I'm not entirely sure whether its a good thing or not, but Rockley is being mentioned a fair bit on T'internet at the moment. I keep half an eye on it, and although I obviously can't monitor everything, generally it seems to be interest in, or positive comments about, the research programme or people wondering whether we can help their horses or owners giving updates about horses who have been here - all of which are great.

Now and again, however, I see people making statements about what we do or don't do, or about our facilities, or about horses who have been here. I'll make it plain, that unless statements are coming from me or from the horse's owner, then they should be taken with a pinch of salt as they are quite likely to be untrue ;-) So, to set things straight:

  • If you have a horse who has been diagnosed with navicular, DDFT or collateral ligament damage or other soft tissue damage within the hoof, then the best option (if you are after more info about rehabilitation) is to email me via If you send X-rays/MRIs/photos that can be helpful too.
  • For rehabilitation, we take horses with the problems listed above or who have hoof issues such as poor medio-lateral balance. Usually these horses have been diagnosed on the basis of nerve-blocks to the caudal hoof or pedal bone. Typically (but of course there are no guarantees) we can improve soundness over about 3 months - some horses are quicker and some are slower, thats just a very rough guide.
  • I will not normally take horses for rehabilitation if their problem is primarily a metabolic disorder, such as chronic laminitis, insulin resistance, Cushings etc. Its not because you can't help horses like this - far from it, as dietary changes can make huge improvements. However, it wouldn't be appropriate, or professional, for me to have those sorts of horses here because even if they do well at Rockley, they will be back to square one at home. Far more effective for the owner to keep the horse at home and make the necessary changes there.
  • By contrast, "navicular" horses and those with the types of injuries listed above respond extremely well to a short period of rehab over the surfaces we have at Rockley. We aim to kick-start improvements to the hoof, and get the horse to the point where it is back in its normal level of work and happy on the terrain it will encounter at home (whether that is roads, tracks etc). From then on, owners can usually carry on successfully without needing the sorts of conformable surfaces we have here.

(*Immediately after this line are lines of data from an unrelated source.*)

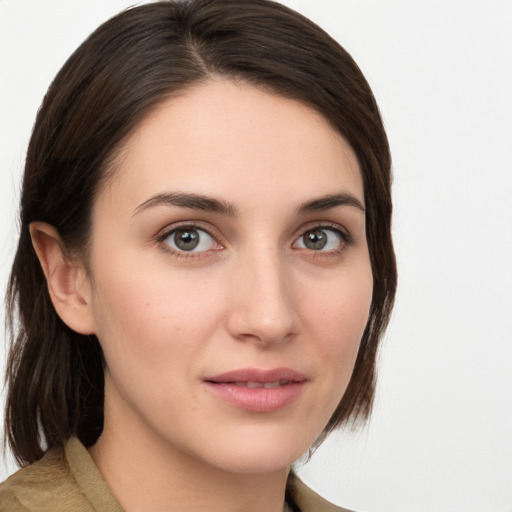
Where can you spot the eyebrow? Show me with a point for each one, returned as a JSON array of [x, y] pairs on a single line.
[[213, 205], [331, 201], [187, 200]]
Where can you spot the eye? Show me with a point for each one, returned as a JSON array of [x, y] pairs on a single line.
[[190, 239], [321, 239]]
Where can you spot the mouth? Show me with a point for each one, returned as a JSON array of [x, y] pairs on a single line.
[[258, 390]]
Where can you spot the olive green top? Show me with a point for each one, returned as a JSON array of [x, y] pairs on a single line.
[[68, 480]]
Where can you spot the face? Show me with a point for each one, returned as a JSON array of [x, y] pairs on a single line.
[[229, 278]]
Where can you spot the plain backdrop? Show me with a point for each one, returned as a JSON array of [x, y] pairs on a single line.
[[440, 439]]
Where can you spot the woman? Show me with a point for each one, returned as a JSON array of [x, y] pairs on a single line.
[[205, 264]]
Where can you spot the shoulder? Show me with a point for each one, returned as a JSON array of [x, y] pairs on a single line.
[[46, 485], [309, 501]]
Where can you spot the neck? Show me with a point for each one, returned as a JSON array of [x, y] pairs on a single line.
[[151, 474]]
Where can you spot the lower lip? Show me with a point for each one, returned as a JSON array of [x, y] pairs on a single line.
[[257, 399]]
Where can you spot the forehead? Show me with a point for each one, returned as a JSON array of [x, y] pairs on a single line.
[[237, 141]]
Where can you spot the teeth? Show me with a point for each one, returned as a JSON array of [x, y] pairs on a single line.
[[254, 385], [270, 385]]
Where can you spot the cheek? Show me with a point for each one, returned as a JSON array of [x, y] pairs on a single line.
[[148, 321], [336, 315]]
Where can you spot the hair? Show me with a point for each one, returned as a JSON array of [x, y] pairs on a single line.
[[127, 67]]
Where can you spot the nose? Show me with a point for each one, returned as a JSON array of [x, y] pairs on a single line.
[[263, 303]]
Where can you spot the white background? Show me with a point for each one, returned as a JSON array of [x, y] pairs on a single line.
[[441, 436]]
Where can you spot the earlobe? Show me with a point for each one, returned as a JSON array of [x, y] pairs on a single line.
[[67, 283]]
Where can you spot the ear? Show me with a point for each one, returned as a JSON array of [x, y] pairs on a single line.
[[67, 281]]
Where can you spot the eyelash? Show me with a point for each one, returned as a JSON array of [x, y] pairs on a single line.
[[345, 239]]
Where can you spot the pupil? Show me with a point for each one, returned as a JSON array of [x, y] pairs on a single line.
[[186, 239], [315, 239]]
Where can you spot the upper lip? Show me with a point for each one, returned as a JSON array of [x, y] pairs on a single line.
[[258, 375]]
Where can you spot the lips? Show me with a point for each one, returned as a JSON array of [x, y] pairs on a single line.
[[258, 390]]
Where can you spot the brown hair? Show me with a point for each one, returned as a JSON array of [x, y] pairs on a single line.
[[116, 77]]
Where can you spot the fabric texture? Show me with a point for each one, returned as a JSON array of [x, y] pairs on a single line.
[[68, 480]]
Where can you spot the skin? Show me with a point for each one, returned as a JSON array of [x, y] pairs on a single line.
[[253, 295]]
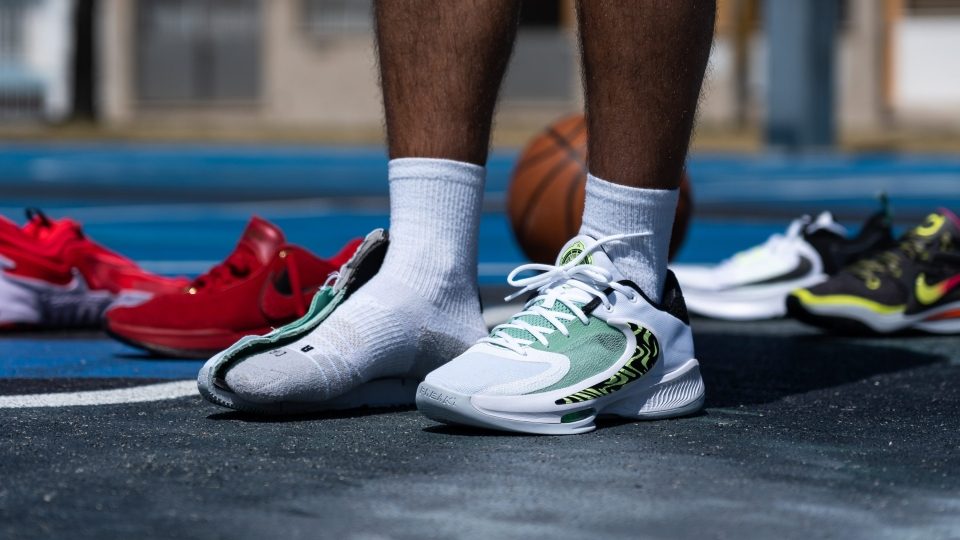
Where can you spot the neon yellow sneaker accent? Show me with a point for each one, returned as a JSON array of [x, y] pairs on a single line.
[[809, 298], [932, 226]]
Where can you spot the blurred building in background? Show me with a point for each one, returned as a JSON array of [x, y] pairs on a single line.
[[309, 64]]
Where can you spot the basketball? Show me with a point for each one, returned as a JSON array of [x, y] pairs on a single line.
[[546, 193]]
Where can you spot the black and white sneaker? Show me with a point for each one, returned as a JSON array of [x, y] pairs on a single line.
[[754, 284]]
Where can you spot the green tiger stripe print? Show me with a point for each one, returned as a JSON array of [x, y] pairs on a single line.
[[644, 357]]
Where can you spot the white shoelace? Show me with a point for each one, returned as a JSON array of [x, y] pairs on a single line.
[[572, 284], [773, 245]]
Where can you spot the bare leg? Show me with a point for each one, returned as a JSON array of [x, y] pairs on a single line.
[[644, 62], [441, 64]]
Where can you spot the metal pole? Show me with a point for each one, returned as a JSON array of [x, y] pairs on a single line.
[[801, 38]]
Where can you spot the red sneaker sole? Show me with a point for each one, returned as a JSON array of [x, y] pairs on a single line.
[[202, 343]]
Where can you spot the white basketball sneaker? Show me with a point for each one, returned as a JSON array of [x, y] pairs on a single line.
[[754, 284], [589, 344]]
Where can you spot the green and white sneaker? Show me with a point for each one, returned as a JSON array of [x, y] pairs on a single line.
[[364, 264], [589, 344]]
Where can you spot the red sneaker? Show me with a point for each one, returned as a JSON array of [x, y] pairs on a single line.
[[264, 283], [53, 276]]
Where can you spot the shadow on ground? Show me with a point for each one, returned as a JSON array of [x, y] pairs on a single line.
[[741, 368]]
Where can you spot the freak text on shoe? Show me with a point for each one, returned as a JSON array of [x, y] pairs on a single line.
[[439, 397]]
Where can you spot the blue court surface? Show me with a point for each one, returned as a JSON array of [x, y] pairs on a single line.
[[831, 436]]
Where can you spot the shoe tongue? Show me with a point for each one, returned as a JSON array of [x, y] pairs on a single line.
[[825, 221], [597, 257], [262, 238]]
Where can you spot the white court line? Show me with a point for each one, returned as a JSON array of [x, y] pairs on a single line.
[[200, 266], [139, 394], [212, 211]]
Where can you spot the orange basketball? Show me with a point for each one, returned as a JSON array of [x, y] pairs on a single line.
[[545, 198]]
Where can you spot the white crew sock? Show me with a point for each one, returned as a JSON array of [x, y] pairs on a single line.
[[614, 209], [421, 310]]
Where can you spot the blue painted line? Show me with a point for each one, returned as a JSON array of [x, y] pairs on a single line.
[[85, 358]]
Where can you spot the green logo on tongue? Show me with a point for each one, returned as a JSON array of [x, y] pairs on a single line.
[[572, 252]]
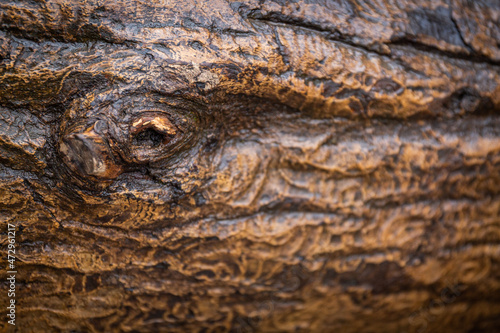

Thats because, once the correct biomechanics are solidly in place, the horse tends to stay on a "virtuous circle" of improvement.
  • The only people who train at Rockley are UKNHCP students and practitioners. Anyone else who says they have "trained" here is being a bit naughty, to say the least - they may well have visited but unless they are listed on they are not one of our practitioners and may have little or no training. I don't run courses here other than for UKNHCP members and never have ;-)
  • Finally, horses coming here for rehab need to come on vet referral. I don't mind in the least if a vet is sceptical - the best ones usually are, initially! In those cases I normally speak to them and explain what we do and we agree a timescale by which we need to see improvement in the horse.
Hope thats helped to clear things up! Normal service will resume tomorrow ;-)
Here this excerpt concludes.